B.1.b  Curricular objectives. 

The primary objective of the production program is, of course, to provide Theatre majors and others with a convenient and accessible resident and professional-style internship experience.  In practical terms, even though Seattle is rich in theatre production companies, not everyone could be placed in them, and even if such placement were possible the broad range of needful experiences would not be available in that context.  Production companies are not in the education business, after all, nor would they allow interns the responsibilities offered by our program.  In a similar vein, the work of University Theatre affords laboratory application of concepts and techniques described and initiated in the lecture and studio courses offered by the Department of Theatre (and even other departments such as Communication and English).  Underscoring the legitimacy of this concept is the fact that most involvement in the pro­duction program is credit bearing, and is evaluated for success by an instructor in similar ways as other course enrollments.  Your effort for a University Theatre production is not an “extra” curricular activity but is acknowledged as “curricular”, and therefore subject to academic scrutiny and evaluation as is your other course work.

Our productions also embrace and enhance the general education concerns of the university’s curriculum.  Involvement in the program bears general education credit through the Theatre practica numbers, this credit granted because such activity is deemed valuable for the non-major in terms of developing creativity and fostering understanding of the ways in which the arts communicate.  Also, as indicated above, the productions are often employed by the University Core and other campus general education courses as a featured part of course content, supplementing already established content.

Apart from instruction in technical skills of theatrical production, the University Theatre program is designed to hone leadership, organizational, and group skills in its partic­ipants.  The communal nature of the acts involved in assembling a performance demands careful ordering of priorities, in both the tasks to be accomplished and also in the relation­ship of one’s own task to another person’s task; accomplishing your task in a timely, or­dered manner and knowing where your job leaves off and another’s begins are skills which cross into many of life’s obligations.  Working with a group, the giving and taking of corpo­rate decision making, is another skill taught by communal artistry as demanded by theatre production.  Setting a group goal and working together to accomplish that goal excellently are among the greatest joys of the production setting, and a much different experience than, say, the group reading and shared discussion of a play script.  The communal activity is of tremendous significance, and is clearly one of the major attractions for those of us who produce theatre. Theatre is more about selflessness than it is about self.

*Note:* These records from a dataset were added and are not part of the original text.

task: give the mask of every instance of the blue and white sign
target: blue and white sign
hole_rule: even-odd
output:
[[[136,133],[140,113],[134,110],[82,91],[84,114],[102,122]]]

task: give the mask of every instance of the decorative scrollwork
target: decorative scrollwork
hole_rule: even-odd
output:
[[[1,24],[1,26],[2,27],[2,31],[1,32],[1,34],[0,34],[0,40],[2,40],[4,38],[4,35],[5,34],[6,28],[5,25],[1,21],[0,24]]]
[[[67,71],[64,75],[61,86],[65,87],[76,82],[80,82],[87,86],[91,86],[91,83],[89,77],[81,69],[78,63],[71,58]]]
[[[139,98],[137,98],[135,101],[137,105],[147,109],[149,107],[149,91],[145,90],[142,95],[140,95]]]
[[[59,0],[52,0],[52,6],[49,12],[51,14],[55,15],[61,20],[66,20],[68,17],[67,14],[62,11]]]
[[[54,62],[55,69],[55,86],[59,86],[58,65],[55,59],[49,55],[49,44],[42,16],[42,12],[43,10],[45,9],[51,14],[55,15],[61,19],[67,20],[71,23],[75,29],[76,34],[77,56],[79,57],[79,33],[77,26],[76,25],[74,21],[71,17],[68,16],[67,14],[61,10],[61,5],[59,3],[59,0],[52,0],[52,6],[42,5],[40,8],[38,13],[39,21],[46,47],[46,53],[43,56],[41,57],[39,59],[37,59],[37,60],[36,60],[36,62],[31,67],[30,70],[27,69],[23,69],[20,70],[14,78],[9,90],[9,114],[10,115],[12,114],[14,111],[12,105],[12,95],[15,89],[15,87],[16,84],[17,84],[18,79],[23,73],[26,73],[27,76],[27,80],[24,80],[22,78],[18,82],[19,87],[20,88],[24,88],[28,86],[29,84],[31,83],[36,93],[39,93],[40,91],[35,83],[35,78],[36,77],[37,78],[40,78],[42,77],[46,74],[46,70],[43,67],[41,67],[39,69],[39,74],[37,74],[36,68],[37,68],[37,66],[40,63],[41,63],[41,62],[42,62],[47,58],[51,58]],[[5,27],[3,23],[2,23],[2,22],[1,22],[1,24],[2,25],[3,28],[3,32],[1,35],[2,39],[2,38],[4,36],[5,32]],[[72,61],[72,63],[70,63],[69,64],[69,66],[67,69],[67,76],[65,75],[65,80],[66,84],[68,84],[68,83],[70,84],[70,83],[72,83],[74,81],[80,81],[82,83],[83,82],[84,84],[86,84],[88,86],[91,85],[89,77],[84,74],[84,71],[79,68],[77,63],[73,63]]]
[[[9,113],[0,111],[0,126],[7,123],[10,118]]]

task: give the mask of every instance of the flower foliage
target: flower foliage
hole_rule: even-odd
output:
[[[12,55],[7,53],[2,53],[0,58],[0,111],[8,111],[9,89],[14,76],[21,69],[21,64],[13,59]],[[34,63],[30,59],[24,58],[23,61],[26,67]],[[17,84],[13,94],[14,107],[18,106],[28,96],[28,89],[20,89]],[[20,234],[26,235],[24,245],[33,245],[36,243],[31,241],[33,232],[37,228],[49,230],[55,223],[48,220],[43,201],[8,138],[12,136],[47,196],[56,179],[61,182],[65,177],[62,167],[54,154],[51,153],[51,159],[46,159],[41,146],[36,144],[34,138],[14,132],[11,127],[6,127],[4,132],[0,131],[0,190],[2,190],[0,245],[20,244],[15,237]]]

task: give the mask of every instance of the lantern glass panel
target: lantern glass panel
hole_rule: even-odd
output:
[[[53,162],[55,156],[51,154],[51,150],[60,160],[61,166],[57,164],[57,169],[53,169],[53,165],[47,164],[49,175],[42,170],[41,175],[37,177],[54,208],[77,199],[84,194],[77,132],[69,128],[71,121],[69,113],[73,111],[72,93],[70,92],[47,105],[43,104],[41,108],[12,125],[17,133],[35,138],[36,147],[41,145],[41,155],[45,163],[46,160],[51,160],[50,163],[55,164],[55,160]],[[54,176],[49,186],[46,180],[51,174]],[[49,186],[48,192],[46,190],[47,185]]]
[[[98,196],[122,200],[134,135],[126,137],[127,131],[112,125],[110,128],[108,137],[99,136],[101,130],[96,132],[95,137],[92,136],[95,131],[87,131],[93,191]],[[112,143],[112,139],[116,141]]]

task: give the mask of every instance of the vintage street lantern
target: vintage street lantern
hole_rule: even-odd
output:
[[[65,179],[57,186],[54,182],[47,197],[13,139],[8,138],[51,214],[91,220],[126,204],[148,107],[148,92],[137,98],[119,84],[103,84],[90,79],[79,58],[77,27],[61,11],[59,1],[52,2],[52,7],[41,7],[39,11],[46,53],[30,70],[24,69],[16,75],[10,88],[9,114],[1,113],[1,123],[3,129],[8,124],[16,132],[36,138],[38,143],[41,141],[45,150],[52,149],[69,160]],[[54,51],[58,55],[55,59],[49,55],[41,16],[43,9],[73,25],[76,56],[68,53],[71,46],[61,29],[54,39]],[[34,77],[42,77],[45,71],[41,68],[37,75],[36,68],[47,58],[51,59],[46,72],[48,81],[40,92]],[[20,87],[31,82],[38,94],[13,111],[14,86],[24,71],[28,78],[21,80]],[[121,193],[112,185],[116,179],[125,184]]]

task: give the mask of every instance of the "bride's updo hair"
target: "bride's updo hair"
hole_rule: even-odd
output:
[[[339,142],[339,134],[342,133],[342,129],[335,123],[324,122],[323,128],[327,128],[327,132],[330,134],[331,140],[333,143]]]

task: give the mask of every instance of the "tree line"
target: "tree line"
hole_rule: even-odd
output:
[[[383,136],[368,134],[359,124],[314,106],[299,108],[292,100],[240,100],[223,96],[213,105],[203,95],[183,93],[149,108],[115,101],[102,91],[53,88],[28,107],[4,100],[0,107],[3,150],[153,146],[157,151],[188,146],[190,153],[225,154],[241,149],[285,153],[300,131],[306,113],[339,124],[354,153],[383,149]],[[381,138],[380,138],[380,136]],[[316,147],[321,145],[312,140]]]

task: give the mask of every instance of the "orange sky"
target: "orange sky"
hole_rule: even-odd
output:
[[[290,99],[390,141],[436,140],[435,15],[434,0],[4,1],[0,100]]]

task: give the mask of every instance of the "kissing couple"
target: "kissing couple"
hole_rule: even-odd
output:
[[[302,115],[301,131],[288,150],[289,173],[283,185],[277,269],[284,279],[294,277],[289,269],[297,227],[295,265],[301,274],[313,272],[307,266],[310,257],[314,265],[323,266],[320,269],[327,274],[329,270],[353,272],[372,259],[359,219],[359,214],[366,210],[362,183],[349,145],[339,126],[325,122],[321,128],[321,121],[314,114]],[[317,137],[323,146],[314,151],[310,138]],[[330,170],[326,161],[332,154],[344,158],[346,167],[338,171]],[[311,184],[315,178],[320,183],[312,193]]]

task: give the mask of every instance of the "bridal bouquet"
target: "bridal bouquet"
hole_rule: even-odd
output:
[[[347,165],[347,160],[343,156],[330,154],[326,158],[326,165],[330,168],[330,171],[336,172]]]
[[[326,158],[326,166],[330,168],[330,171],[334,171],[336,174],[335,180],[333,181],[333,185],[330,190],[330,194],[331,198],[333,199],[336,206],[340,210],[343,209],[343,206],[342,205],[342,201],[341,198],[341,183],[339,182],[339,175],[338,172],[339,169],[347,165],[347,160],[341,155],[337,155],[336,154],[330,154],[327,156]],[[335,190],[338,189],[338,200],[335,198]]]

Another curricular purpose of the University Theatre program is that of exposing the campus (and ourselves) to a wide range of theatrical literature, including the new scripts we create.  For us, the coming to grips with a script’s ideas, structure, and style—and applying generalization from that experience to scripts of similar structure and style—allows for a much more intimate understanding of entire blocks of play scripts than might otherwise be available through passive reading.  And for our audiences, saturated with television’s easy situation comedy and romantic melodrama, providing insight into alter­nate possibilities for dramatic art is an academic imperative: not so much the teaching of facts but the opening of possibilities is the obligation of all education.